Nonetheless, for long-term investors, these pullbacks may present excellent buying opportunities. Chris concluded, “I’m still bullish on both of these… if we just look at gold typically June July August is when kind of gold you know starts to bottom out or just trade sideways.” This seasonal pattern may provide a tailwind for both gold and silver. To understand more about silver’s market dynamics, Silver Institute provides data-rich insights.
Silver Spot Price: Miners Lead the Charge
In perhaps the most bullish segment of the discussion, attention turned to mining stocks, particularly GDX and GDXJ ETFs, which are showing breakout behavior. Craig Hemke noted, “GDX… had this mother-of-all-penance pattern… broke out and went well.” Chris concurred, saying, “They’re actually leading the way higher… before gold is and before silver is… This is a very good sign.”
This leadership by miners is often a key precursor to a broader move in precious metals. Chris elaborated, “The charts are all pointing to all the precious metals and miners are actually pointing to one big another push to the upside as a defensive play.” This behavior, he warned, also mirrors what was seen in 2008 just before the financial crisis. “Miners are rallying with the stock market too right now… that is telling us people… are saying, get me into gold, silver and miners because something bad is about to happen.”
He identified a target of $82.30 for GDXJ, representing an 18% upside from current levels. He also mentioned that while the volume isn’t “raging,” the break to multi-year highs is noteworthy. This kind of behavior suggests that market participants are moving into defensive sectors ahead of a possible economic downturn. For a deeper dive into the structure of mining ETFs, investors can visit ETF.com.
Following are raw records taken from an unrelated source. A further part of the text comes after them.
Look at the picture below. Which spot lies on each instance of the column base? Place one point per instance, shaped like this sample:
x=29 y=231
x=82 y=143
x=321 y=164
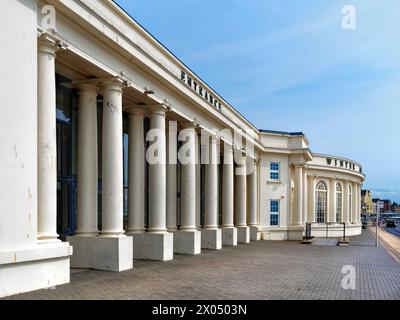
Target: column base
x=243 y=234
x=187 y=242
x=295 y=232
x=102 y=253
x=42 y=266
x=153 y=246
x=255 y=235
x=211 y=239
x=229 y=236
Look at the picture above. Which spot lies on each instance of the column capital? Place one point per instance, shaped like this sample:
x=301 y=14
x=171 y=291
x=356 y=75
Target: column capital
x=158 y=108
x=297 y=163
x=112 y=84
x=135 y=111
x=87 y=87
x=50 y=42
x=189 y=125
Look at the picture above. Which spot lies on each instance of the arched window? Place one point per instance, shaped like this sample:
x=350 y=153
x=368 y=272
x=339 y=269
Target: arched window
x=321 y=208
x=350 y=204
x=339 y=202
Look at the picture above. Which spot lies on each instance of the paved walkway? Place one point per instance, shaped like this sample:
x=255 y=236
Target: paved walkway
x=260 y=270
x=389 y=241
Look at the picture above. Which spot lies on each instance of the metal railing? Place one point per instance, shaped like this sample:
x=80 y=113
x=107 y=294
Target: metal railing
x=309 y=228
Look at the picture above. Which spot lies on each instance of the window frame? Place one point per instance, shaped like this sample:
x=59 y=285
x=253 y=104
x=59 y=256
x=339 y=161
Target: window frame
x=273 y=213
x=278 y=171
x=321 y=203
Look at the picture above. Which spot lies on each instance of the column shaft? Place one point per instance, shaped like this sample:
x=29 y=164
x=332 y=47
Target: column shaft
x=252 y=200
x=188 y=178
x=198 y=183
x=346 y=204
x=171 y=179
x=227 y=187
x=298 y=196
x=47 y=140
x=241 y=197
x=87 y=166
x=112 y=160
x=136 y=168
x=211 y=186
x=305 y=195
x=354 y=203
x=311 y=202
x=157 y=172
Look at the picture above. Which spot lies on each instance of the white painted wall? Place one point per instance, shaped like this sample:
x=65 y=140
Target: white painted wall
x=18 y=56
x=274 y=190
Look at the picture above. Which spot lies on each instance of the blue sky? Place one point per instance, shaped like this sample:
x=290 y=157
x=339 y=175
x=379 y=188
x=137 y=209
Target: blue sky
x=289 y=65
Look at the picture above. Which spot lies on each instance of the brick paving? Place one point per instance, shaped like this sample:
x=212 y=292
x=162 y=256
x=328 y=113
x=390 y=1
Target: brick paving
x=259 y=270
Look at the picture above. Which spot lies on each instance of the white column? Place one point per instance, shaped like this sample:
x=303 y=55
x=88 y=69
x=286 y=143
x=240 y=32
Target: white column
x=136 y=168
x=87 y=162
x=157 y=173
x=311 y=200
x=354 y=203
x=346 y=204
x=171 y=179
x=252 y=200
x=298 y=195
x=359 y=186
x=198 y=183
x=188 y=180
x=211 y=188
x=243 y=231
x=332 y=201
x=47 y=140
x=112 y=160
x=227 y=188
x=241 y=197
x=305 y=195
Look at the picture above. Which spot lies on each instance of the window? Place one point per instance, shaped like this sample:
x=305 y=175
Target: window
x=274 y=213
x=350 y=204
x=321 y=195
x=274 y=173
x=339 y=202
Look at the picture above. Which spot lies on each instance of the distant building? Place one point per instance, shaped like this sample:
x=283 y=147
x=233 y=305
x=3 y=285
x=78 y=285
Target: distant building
x=367 y=206
x=395 y=207
x=387 y=205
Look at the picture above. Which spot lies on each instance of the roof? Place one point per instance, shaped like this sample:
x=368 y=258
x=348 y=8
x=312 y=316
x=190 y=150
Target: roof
x=282 y=132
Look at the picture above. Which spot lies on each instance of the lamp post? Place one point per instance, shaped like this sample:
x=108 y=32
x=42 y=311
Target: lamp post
x=379 y=206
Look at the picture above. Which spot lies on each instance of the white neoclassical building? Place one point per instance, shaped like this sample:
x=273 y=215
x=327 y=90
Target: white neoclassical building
x=114 y=150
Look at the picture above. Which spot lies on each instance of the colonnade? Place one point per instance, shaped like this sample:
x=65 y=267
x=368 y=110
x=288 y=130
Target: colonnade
x=239 y=203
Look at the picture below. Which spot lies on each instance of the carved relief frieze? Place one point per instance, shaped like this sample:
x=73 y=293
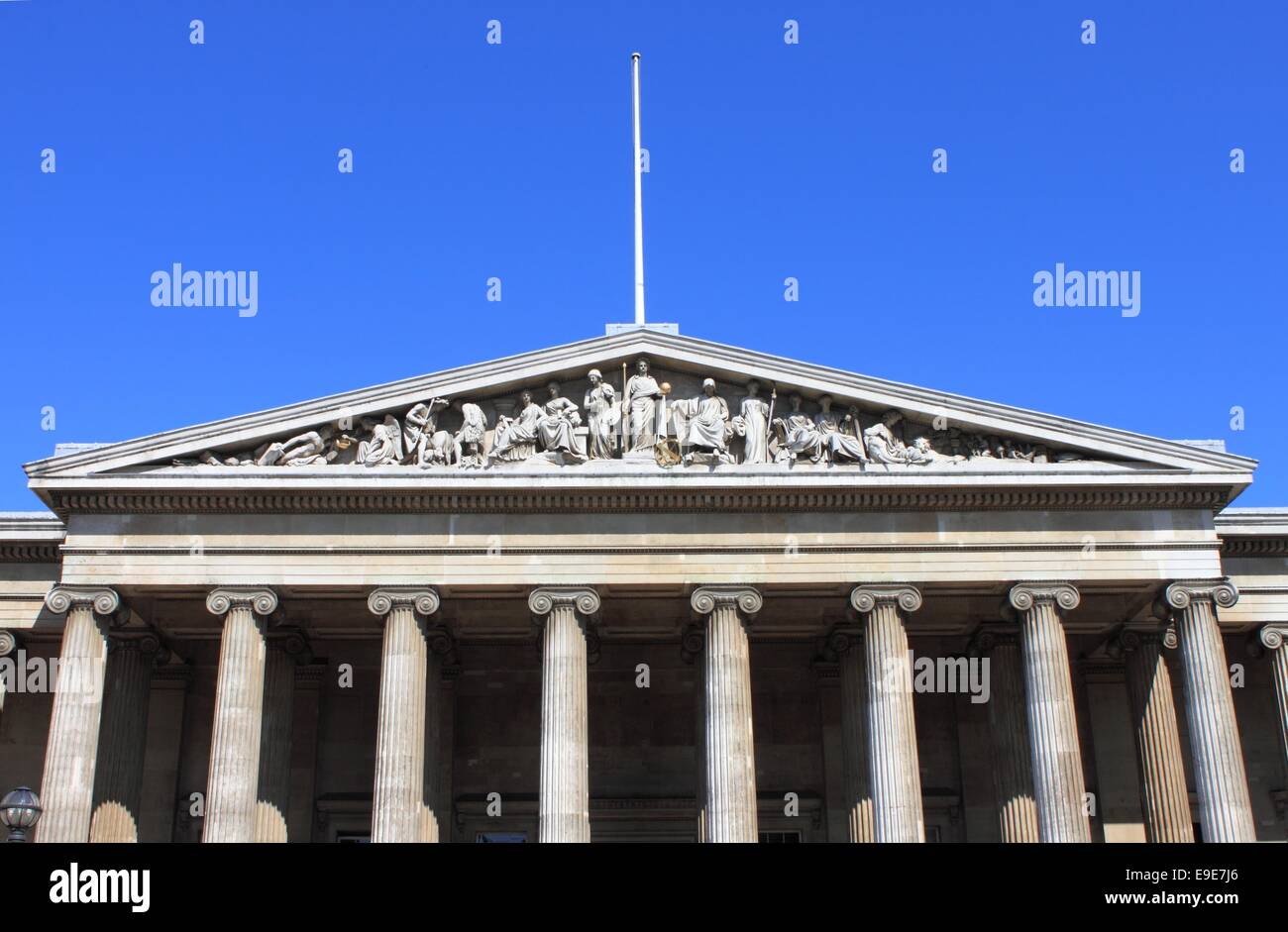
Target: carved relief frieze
x=643 y=422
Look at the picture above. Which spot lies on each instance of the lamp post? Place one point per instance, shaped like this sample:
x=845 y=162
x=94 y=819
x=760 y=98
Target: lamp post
x=20 y=811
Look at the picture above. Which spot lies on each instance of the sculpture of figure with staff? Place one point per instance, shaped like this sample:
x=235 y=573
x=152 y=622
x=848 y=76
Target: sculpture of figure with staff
x=640 y=407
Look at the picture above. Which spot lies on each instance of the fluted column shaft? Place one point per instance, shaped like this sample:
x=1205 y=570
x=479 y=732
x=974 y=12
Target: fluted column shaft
x=851 y=661
x=67 y=785
x=233 y=780
x=893 y=765
x=1009 y=734
x=274 y=747
x=729 y=748
x=1225 y=808
x=119 y=777
x=565 y=789
x=398 y=803
x=1273 y=638
x=1164 y=798
x=1055 y=751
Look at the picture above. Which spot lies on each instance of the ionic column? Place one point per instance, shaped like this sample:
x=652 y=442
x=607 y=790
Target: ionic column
x=848 y=648
x=233 y=780
x=123 y=739
x=397 y=808
x=1055 y=752
x=1225 y=808
x=1273 y=636
x=729 y=750
x=1164 y=799
x=67 y=785
x=565 y=795
x=1009 y=733
x=273 y=797
x=894 y=774
x=433 y=815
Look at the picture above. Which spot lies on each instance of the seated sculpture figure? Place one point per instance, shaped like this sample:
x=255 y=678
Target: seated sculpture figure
x=301 y=450
x=557 y=428
x=516 y=437
x=800 y=435
x=385 y=443
x=840 y=438
x=707 y=429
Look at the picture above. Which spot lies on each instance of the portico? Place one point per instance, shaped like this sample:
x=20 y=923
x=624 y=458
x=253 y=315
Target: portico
x=441 y=647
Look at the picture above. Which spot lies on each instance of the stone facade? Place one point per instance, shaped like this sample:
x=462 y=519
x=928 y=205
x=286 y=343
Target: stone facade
x=707 y=596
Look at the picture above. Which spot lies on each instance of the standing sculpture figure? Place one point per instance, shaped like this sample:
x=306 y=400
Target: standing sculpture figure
x=752 y=424
x=557 y=428
x=468 y=441
x=603 y=417
x=419 y=426
x=642 y=393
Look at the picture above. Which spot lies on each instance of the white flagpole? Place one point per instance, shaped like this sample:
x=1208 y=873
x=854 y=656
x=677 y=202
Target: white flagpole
x=639 y=197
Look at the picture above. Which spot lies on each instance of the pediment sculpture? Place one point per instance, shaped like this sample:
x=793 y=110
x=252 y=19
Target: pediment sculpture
x=643 y=424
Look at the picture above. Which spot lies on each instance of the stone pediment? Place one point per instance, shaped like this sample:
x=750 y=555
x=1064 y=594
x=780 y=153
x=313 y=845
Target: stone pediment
x=694 y=411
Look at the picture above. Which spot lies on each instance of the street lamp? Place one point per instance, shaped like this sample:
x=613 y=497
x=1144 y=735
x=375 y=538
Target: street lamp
x=20 y=811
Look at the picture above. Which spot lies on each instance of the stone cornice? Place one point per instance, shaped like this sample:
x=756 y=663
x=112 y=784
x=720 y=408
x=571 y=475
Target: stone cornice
x=1254 y=546
x=544 y=599
x=864 y=599
x=262 y=601
x=423 y=599
x=609 y=498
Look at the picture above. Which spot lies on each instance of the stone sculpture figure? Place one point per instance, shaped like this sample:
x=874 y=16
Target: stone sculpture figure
x=468 y=442
x=419 y=428
x=303 y=450
x=840 y=434
x=642 y=394
x=802 y=435
x=885 y=447
x=752 y=425
x=558 y=424
x=516 y=437
x=707 y=429
x=601 y=417
x=385 y=443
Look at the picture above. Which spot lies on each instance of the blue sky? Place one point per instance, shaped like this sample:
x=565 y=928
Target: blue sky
x=768 y=161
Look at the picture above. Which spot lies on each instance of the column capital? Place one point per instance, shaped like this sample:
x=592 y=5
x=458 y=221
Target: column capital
x=746 y=599
x=1024 y=596
x=544 y=599
x=1180 y=595
x=382 y=600
x=261 y=600
x=864 y=599
x=841 y=640
x=104 y=601
x=1274 y=635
Invest In Gold And Silver Before The Next Financial Crisis Hits
As Craig Hemke wrapped up the session, he reminded viewers of how quickly things can change. “It was March of 2008 and gold hit a thousand dollars an ounce for the first time… three months later it’s 700… three years after that it was up two and a half times to 1900.” The lesson is clear: identify the trend, and ride it.
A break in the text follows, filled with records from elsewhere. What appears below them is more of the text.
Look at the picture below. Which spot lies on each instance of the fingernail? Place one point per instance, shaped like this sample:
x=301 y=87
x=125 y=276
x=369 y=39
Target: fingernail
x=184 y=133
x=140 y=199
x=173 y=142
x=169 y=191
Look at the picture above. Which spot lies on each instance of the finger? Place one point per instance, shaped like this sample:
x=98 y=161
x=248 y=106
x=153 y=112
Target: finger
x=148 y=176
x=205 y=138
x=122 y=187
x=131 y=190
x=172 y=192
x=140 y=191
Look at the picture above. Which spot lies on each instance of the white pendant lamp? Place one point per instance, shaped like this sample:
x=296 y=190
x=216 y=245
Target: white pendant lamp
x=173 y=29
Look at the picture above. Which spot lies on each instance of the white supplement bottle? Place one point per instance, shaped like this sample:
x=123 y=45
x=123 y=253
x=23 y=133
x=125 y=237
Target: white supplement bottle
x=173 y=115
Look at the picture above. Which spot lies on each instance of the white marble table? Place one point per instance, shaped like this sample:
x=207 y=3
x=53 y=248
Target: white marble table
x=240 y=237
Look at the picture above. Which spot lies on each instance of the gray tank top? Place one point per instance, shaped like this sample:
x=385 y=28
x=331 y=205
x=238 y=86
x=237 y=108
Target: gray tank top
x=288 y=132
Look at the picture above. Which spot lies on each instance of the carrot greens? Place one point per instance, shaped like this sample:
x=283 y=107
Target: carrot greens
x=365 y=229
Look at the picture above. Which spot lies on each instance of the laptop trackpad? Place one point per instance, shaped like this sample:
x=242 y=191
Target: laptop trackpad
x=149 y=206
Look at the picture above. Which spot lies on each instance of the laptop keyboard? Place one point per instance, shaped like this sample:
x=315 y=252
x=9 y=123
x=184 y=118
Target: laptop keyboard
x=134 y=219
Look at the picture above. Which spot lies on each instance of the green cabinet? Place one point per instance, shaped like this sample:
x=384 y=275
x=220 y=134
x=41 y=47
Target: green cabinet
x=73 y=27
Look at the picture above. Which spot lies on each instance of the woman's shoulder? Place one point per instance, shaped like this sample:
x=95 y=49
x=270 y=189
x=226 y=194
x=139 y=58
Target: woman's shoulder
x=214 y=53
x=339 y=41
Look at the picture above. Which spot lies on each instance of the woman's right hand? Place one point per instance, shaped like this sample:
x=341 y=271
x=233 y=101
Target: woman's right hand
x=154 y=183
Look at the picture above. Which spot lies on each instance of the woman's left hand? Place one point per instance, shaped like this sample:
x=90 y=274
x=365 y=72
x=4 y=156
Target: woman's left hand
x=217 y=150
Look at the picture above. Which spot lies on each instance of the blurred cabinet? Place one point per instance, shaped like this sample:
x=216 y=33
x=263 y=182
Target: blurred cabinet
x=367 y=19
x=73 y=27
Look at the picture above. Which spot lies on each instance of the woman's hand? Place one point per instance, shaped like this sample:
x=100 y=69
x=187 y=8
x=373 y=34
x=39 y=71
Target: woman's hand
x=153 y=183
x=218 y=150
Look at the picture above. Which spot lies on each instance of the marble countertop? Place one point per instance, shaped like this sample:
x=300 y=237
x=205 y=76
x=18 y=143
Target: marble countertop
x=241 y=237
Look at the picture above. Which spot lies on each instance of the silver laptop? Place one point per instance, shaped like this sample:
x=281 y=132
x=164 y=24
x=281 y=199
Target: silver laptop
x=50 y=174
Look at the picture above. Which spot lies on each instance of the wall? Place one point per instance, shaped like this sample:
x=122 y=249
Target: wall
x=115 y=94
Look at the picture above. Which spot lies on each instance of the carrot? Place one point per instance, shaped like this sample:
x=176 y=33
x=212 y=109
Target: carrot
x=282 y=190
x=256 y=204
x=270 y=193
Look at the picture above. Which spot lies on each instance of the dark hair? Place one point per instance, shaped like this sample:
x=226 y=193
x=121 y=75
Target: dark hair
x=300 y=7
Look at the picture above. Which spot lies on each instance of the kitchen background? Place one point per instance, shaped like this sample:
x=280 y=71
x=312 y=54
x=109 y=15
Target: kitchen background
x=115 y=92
Chris reinforced this message with a comprehensive final chart showing a possible “massive double top” in small and micro-cap stocks. “Most people aren’t up. They haven’t made any money in four years,” he observed. This stagnation in the broader equity market combined with leadership from miners and falling confidence in the dollar makes a compelling case for rebalancing portfolios into precious metals.